A record share of Australia’s electricity came from renewable energy in 2016, largely thanks to improved rainfall in key hydro catchments and a series of new wind and solar projects, according to a new report released today by the Clean Energy Council.

The Clean Energy Australia Report 2016 says more than 17% of Australia’s electricity came from renewable energy during the year – the highest proportion at any time this century, putting Australia well on track to deliver the 2020 Renewable Energy Target.

Clean Energy Council chief executive Kane Thornton said 10 large wind and solar projects had been completed last year, with continued reductions in project costs contributing to unprecedented levels of commercial activity, setting the industry up for another record year in 2017.

“Every month brings new project announcements. While total investment in large-scale renewable energy was $2.56 billion last year, $5.20 billion worth of projects have secured finance in just the first five months of 2017 and have either started construction or will begin this year,” Thornton said.

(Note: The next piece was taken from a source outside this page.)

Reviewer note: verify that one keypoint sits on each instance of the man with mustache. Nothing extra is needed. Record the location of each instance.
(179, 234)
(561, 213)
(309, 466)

The installation of rooftop solar systems was steady during 2016, he said, with 135,370 systems installed.

Simple economics

“The changes happening across the country right now are extraordinary. Renewable energy is now the cheapest kind of new power generation that can be built today – less than both new coal and new gas-fired power plants. The price of gas in particular has skyrocketed,” Thornton said.

Large-scale solar power is almost half the cost it was just a couple of years ago, and is now playing a huge role in meeting the national Renewable Energy Target.

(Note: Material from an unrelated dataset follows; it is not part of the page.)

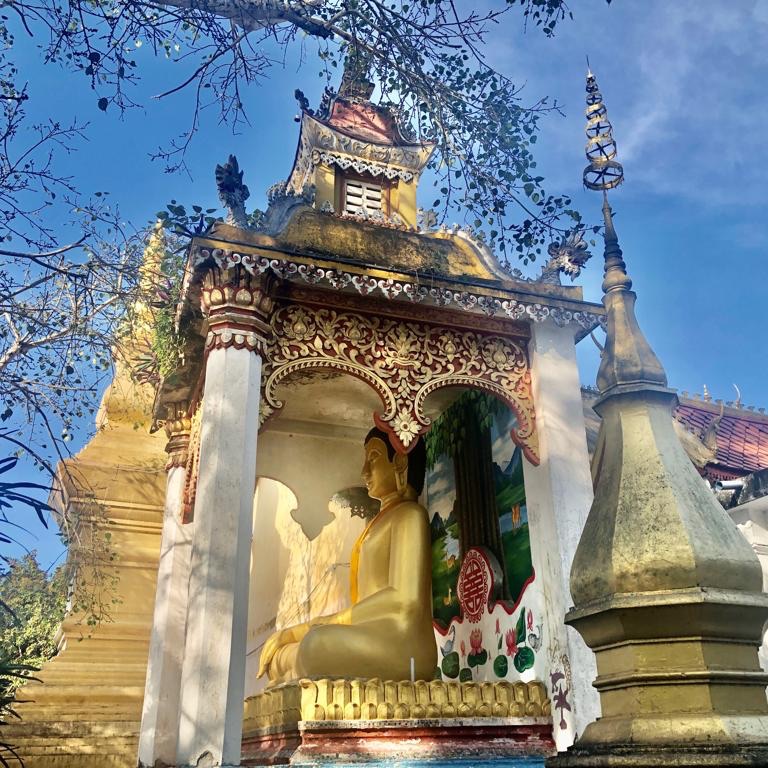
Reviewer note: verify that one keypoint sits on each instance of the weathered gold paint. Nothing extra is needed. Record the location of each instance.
(390, 619)
(667, 592)
(284, 706)
(325, 186)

“Innovation continues right across the renewable energy supply chain and new technologies such as energy storage are beginning to get their time in the sun,” he said.

“While the latest available employment figures show an industry contraction to 11,150 direct jobs in the 2015-16 financial year, these figures cover a low point for the sector following the Abbott Government’s RET review. Employment figures are likely to increase substantially in 2017 with over 35 large-scale projects already under construction or starting this year, adding up to more than $7.5 billion in investment and more than 4,100 additional direct jobs.

“These projects are more than half of what is needed to meet the rest of the RET between 2016 and 2020,” he said.

Some highlights from the report:

  • 17.3% of Australia’s electricity came from renewable energy last year, the most of any year this century.
  • Hydro made the biggest contribution, providing 42.3% of the total renewable energy following high rainfall in key hydro catchments.
  • Non-hydro renewable energy such as solar, wind and bioenergy delivered 10% of Australia’s power in 2016.
  • The ACT Government’s reverse auction program led to the cheapest wind power ever contracted, for $73 a megawatt-hour at Neoen’s Hornsdale 3 Wind Farm.
  • About half of the projects which are under construction or will start in 2017 under the RET are large-scale solar, due to a plunge in costs over the past few years.
  • Support from the Australian Renewable Energy Agency (ARENA) and innovative finance from the Clean Energy Finance Corporation (CEFC) have pushed the price of large-scale solar down to almost half what it was a couple of years ago.
  • Ten new renewable energy projects came online in 2016 – seven solar plants and three wind farms.
  • 6,750 battery systems were installed in 2016, 13 times the number installed in 2015.

The Clean Energy Australia Report 2016 is available on the Clean Energy Council website.